As Jusino Sánchez struggled through long COVID, he often wondered if he was “just being a baby.” But he knows what he experienced and is experiencing is real.

He knows, too, that there are millions of people like him suffering from the lingering effects of COVID, he said. The possibility of long COVID is something that sticks out to him even as the pandemic is declared over.

“You might end up having a version of it,” he said. “So I think it’s very important as a society that we start thinking more about how we accommodate people with long COVID and how we try to stop it from happening in the first place.”

Northwestern patient Imani-Alima Ibrahim, 33, lost her taste and smell when she contracted COVID in March 2020. Three years later, and now with three apparent COVID-19 infections under her belt, she hasn’t gotten back those senses. She’s never fully smelled the boyfriend she began dating after her illness, she said.

Extreme fatigue, memory issues and bad migraines began to set in six months after her first infection, Ibrahim told the Tribune. It became hard to find the right word at times — a cumbersome issue for her at work in her private therapy practice, she said.

Ibrahim, who also works as a school social worker, had accepted and adapted to what seemed like her new life. But with the support of family and friends, she reached out to the Northwestern clinic last year.

She began comprehensive testing in April and is starting speech and occupational therapy next month. She’s also on new medication to combat fatigue and is doing smell training at home, she added.

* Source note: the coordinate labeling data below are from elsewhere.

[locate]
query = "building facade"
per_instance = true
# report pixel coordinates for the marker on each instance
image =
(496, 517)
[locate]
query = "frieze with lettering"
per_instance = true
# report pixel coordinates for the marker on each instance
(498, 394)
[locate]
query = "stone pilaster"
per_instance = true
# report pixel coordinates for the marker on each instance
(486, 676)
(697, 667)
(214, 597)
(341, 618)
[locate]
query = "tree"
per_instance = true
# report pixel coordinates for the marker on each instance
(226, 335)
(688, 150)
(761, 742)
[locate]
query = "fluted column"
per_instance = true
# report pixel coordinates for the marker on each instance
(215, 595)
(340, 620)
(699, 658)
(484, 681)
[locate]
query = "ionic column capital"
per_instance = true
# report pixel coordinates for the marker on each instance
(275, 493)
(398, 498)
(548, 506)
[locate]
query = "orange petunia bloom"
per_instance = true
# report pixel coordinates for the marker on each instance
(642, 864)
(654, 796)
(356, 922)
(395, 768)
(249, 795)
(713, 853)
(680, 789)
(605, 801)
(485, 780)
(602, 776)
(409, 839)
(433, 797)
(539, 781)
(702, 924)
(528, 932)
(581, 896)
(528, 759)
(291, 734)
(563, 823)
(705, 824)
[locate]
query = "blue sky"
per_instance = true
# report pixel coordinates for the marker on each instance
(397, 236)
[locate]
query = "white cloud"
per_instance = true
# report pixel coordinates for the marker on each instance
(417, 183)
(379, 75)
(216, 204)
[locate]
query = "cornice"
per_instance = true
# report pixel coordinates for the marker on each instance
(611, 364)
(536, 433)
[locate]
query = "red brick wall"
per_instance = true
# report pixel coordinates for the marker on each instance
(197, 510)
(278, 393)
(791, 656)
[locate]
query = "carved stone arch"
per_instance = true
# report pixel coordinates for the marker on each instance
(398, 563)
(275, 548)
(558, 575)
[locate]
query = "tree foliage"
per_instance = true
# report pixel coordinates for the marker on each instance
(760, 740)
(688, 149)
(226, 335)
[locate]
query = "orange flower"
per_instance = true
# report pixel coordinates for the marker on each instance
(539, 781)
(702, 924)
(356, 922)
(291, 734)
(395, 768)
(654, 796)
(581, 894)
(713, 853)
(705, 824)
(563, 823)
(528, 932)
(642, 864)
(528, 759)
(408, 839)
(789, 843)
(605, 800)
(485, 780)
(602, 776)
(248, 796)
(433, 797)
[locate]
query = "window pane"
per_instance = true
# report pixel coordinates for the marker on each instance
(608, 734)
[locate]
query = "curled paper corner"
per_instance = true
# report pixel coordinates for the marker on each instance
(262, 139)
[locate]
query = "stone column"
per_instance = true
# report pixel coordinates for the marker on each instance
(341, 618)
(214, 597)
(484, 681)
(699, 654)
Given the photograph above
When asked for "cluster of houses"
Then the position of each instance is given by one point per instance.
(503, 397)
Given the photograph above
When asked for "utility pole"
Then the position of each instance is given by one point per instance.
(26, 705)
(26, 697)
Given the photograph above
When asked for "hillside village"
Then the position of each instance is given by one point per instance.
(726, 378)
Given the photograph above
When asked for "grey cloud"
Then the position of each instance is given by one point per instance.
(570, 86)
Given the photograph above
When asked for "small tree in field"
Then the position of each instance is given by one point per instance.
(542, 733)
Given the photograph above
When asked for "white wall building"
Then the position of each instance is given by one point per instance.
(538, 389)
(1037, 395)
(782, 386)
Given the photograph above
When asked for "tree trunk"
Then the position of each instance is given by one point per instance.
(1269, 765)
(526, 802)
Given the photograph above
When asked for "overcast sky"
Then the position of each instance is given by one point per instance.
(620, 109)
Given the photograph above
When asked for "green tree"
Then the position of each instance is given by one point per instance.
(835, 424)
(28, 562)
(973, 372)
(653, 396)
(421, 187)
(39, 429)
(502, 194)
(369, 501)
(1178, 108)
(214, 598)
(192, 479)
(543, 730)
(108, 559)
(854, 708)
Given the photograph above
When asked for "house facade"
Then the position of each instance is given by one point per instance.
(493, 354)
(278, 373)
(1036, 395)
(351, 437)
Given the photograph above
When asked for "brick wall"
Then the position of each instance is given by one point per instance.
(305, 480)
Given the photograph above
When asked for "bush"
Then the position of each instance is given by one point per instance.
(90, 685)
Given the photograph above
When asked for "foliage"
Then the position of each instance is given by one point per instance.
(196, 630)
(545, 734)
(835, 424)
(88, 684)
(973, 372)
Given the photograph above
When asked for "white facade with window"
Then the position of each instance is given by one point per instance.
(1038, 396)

“I’m really hopeful that there will be continued progress,” Ibrahim said.

Life likely won’t return to what it looked like before she got sick, she said. But a healthier “new normal” is possible, she added. She’s feeling more energy, and even gained a bit of scent and taste back, she said.

Ibrahim said even she is still surprised when she meets people struggling with long-term issues from COVID. Many people feel like they are out of the pandemic, she said, but there are people like her who aren’t done with the disease’s lingering effects.

Talking about that invisible illness is the first step to getting help, she said.